On the DMCA side, Lexmark had argued (and the lower court had agreed) that the printer mechanism that checked for the presence of the small toner-cartridge program was, under the DMCA, a technical protection mechanism that controlled access to Lexmark’s software, and that Static Control had circumvented that mechanism in violation of the DMCA. The key word here is “access”. The lower court said that the mechanism controlled “access” because it controlled the user’s ability to make use of the software, and “to make use of” is one definition of the word “access”. The Court of Appeals disagreed, saying that this was not the kind of “access” that Congress meant to protect in passing the DMCA. What Congress meant by “access”, the Court said, is the ability to read the program itself, not the ability to interact with or use it. Since Lexmark’s technical mechanism did not control the ability to read the program, it was not an access control in the sense meant by the DMCA, and hence Static Control had not violated the DMCA.

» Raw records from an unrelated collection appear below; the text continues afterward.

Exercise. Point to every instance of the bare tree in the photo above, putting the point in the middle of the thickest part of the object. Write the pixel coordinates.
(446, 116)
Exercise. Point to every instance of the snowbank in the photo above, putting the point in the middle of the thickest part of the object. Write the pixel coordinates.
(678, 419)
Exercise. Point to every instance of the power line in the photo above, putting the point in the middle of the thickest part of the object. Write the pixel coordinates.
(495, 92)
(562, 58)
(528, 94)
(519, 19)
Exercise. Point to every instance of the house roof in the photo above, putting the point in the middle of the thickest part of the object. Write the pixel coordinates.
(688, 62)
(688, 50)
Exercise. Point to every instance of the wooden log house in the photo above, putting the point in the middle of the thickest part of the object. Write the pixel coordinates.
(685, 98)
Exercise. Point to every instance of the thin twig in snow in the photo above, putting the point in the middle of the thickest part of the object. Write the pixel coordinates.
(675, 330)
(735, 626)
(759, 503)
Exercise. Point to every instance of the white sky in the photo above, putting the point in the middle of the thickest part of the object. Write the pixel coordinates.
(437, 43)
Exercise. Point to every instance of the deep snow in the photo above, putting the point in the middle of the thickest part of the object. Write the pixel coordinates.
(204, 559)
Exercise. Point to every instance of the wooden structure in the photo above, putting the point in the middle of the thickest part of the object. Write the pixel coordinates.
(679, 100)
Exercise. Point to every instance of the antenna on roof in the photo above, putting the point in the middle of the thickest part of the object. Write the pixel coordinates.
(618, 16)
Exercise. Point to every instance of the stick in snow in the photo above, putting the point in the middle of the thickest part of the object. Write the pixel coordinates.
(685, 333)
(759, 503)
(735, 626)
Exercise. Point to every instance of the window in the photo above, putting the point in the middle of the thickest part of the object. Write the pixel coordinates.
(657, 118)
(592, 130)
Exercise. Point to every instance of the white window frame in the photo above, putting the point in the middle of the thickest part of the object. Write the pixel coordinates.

This is consistent with another court’s ruling in an earlier case, Chamberlain v. Skylink, involving garage door openers.

To sum up, this ruling is a big victory for interoperability. It also strikes an important blow against one overreaching reading of the DMCA, by limiting the scope of the access control provision. The DMCA is still deeply problematic in other ways, but we can hope that this ruling has narrowed its scope a bit.

DMCA Ruling in BNETD Case

A Federal Court in Missouri has ruled on the BNETD case, which involves contract and DMCA claims, and issues of reverse engineering and interoperability. Because I played a role in the litigation (as an expert), I won’t comment on the court’s ruling. The rest of you are welcome to discuss it.